CSV¶

Bases: ReadWriteFileFormat

CSV file format. |support_hooks|

Based on Spark CSV <https://spark.apache.org/docs/latest/sql-data-sources-csv.html>_ file format.

Supports reading/writing files with .csv extension with content like:

.. code-block:: csv :caption: example.csv

"some","value"
"another","value"

.. versionadded:: 0.9.0

Examples:

.. note ::

You can pass any option mentioned in
`official documentation <https://spark.apache.org/docs/latest/sql-data-sources-csv.html>`_.
**Option names should be in** ``camelCase``!

The set of supported options depends on Spark version.

.. tabs::

.. code-tab:: py Reading files

    from onetl.file.format import CSV

    csv = CSV(header=True, inferSchema=True, mode="PERMISSIVE")

.. code-tab:: py Writing files

    from onetl.file.format import CSV

    csv = CSV(header=True, compression="gzip")

`charToEscapeQuoteEscaping = Field(default=None, max_length=1)` `class-attribute` `instance-attribute` ¶

If CSV field value contains :obj:~escape character, it should be escaped as well. For example, if escape="\", when line:

.. code:: csv

"some \" quoted value",other
"some \\ backslashed value",another

will be parsed as:

.. code:: python

[
    ('some " quoted value', "other"),
    ("some \ backslashed value", "another"),
]

And vice-versa, for writing CSV rows to file.

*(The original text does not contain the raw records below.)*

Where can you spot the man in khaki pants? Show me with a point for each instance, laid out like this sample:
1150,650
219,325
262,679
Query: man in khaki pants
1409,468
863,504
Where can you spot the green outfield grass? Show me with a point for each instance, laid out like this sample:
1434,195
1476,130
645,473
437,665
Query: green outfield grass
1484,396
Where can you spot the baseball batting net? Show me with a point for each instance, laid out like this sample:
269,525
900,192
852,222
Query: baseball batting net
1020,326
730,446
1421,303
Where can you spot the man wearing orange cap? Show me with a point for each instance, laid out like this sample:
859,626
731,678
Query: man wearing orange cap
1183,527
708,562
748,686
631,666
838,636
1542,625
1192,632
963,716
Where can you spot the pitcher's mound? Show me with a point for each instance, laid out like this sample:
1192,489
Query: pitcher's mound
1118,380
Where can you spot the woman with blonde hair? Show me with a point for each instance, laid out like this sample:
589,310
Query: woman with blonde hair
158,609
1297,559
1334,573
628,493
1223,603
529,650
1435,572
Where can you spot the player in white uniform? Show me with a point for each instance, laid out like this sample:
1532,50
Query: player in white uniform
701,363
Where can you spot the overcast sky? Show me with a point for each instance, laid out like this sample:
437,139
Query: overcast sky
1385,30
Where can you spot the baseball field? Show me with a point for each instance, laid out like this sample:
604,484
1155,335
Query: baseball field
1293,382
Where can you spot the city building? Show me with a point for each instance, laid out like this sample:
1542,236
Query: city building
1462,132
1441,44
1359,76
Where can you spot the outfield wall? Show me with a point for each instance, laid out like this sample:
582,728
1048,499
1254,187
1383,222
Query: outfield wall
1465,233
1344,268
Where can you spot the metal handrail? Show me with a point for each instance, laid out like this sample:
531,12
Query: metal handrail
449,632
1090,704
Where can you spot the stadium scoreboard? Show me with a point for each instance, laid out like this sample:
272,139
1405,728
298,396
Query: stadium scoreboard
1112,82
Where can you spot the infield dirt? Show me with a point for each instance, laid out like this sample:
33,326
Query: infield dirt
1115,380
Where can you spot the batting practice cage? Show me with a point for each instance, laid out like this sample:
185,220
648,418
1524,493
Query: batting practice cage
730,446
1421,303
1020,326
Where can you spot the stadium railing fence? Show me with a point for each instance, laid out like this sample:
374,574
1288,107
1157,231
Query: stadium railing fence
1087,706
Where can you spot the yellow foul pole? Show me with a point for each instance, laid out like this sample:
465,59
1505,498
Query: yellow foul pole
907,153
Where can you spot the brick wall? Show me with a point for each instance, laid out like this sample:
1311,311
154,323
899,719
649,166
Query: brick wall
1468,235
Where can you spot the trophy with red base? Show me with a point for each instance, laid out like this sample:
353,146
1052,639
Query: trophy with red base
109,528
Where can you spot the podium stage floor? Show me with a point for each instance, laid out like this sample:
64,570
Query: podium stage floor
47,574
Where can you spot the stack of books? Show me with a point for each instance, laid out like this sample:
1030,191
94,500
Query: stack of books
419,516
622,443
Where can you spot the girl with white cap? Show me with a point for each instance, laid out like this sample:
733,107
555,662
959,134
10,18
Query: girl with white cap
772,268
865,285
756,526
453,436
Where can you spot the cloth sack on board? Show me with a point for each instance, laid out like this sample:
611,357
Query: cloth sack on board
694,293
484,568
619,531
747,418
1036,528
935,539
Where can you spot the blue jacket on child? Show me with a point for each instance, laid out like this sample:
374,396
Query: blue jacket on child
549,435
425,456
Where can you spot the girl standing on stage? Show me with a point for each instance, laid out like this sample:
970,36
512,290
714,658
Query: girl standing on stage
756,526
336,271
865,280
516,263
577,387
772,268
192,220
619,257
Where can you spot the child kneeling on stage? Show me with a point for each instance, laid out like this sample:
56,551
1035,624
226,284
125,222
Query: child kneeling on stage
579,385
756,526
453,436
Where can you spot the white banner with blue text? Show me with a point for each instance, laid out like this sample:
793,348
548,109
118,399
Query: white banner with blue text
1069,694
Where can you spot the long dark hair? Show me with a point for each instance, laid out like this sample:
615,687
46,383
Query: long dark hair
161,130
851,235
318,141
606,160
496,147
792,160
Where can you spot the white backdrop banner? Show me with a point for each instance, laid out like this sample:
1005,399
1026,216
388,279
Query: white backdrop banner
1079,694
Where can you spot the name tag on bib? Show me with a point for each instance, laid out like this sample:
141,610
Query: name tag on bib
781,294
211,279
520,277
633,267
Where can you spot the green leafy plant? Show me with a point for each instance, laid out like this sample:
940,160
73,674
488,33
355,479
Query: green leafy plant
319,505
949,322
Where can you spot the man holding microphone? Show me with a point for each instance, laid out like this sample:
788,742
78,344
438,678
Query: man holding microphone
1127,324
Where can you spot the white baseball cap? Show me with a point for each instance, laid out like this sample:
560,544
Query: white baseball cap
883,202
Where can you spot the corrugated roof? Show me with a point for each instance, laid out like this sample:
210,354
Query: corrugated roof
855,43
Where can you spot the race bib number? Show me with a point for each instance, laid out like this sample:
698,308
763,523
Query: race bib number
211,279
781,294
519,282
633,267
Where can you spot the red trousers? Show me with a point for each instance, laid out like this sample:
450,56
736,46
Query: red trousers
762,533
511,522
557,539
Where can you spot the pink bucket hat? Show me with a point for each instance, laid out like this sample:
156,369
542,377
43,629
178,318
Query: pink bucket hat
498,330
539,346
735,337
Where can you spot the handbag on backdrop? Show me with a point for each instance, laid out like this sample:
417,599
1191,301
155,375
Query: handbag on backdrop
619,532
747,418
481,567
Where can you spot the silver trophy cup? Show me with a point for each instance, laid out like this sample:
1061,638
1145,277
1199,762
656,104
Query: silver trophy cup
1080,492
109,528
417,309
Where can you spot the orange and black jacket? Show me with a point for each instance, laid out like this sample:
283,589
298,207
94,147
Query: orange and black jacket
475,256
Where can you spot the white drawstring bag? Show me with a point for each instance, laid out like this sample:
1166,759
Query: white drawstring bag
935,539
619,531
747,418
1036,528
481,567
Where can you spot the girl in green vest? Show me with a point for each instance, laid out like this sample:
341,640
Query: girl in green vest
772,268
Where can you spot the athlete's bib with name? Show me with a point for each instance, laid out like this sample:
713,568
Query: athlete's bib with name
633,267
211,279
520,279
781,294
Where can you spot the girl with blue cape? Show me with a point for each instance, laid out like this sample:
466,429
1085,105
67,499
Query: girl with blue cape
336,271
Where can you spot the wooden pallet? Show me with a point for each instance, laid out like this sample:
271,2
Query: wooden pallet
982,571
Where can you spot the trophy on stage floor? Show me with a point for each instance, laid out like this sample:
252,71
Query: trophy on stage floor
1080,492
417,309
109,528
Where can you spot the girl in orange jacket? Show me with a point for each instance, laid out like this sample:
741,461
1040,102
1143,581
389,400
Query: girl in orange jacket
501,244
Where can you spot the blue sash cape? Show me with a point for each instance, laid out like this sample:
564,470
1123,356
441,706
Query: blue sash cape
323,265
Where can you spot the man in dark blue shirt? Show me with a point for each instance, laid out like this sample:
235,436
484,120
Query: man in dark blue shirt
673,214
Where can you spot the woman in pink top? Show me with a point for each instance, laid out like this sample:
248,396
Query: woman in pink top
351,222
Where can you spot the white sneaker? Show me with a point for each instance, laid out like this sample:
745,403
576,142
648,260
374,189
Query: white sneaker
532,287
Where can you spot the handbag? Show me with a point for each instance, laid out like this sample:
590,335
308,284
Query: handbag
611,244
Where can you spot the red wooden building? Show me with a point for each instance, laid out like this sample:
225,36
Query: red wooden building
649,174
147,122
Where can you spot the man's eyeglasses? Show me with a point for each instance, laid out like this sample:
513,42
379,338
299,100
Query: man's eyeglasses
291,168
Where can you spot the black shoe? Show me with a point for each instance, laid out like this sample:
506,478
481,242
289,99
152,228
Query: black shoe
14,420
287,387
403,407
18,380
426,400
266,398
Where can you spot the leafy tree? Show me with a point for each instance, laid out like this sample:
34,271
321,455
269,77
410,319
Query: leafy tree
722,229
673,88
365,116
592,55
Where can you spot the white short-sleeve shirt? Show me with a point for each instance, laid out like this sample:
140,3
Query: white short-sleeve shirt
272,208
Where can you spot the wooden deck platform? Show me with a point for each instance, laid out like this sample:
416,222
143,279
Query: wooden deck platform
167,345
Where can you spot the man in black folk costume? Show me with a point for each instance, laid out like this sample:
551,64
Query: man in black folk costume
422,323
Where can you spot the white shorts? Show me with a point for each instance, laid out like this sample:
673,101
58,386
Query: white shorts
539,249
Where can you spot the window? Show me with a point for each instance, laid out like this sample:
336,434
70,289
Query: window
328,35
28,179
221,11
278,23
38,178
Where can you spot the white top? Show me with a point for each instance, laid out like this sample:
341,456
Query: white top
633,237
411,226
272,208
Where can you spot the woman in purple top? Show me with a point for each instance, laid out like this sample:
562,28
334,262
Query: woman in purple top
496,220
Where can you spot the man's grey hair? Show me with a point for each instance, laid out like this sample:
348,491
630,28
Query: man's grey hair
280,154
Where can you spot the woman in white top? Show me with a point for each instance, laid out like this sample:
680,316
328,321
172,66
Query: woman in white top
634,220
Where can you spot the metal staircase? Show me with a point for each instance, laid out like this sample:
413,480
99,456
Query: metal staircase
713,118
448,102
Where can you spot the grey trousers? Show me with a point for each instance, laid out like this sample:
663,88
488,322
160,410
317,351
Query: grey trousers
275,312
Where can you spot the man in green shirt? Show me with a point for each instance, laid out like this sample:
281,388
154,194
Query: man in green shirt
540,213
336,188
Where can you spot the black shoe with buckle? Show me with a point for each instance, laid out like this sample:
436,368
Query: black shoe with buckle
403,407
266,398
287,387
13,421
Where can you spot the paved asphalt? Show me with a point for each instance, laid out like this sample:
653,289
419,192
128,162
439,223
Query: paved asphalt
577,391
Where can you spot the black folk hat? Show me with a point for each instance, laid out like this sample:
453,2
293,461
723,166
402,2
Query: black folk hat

Default is same as :obj:~escape.

`columnNameOfCorruptRecord = Field(default=None, min_length=1)` `class-attribute` `instance-attribute` ¶

Name of column to put corrupt records in. Default is _corrupt_record.

.. warning::

If DataFrame schema is provided, this column should be added to schema explicitly:

.. code:: python

    from onetl.connection import SparkLocalFS
    from onetl.file import FileDFReader
    from onetl.file.format import CSV

    from pyspark.sql.types import StructType, StructField, TimestampType, StringType

    spark = ...

    schema = StructType(
        [
            StructField("my_field", TimestampType()),
            StructField("_corrupt_record", StringType()),  # <-- important
        ]
    )

    csv = CSV(mode="PERMISSIVE", columnNameOfCorruptRecord="_corrupt_record")

    reader = FileDFReader(
        connection=connection,
        format=csv,
        df_schema=schema,  # < ---
    )
    df = reader.run(["/some/file.csv"])

.. note::

Used only for reading files and :obj:`~parse_column` method.

`comment = Field(default=None, max_length=1)` `class-attribute` `instance-attribute` ¶

If set, all lines starting with specified character (e.g. #) are considered a comment, and skipped. Default is not set, meaning that CSV lines should not contain comments.

.. note::

Used only for reading files and :obj:`~parse_column` method.

`compression = None` `class-attribute` `instance-attribute` ¶

Compression codec of the CSV file. Default none.

.. note::

Used only for writing files. Ignored by :obj:`~parse_column` method.

`dateFormat = Field(default=None, min_length=1)` `class-attribute` `instance-attribute` ¶

String format for DateType() representation. Default is yyyy-MM-dd.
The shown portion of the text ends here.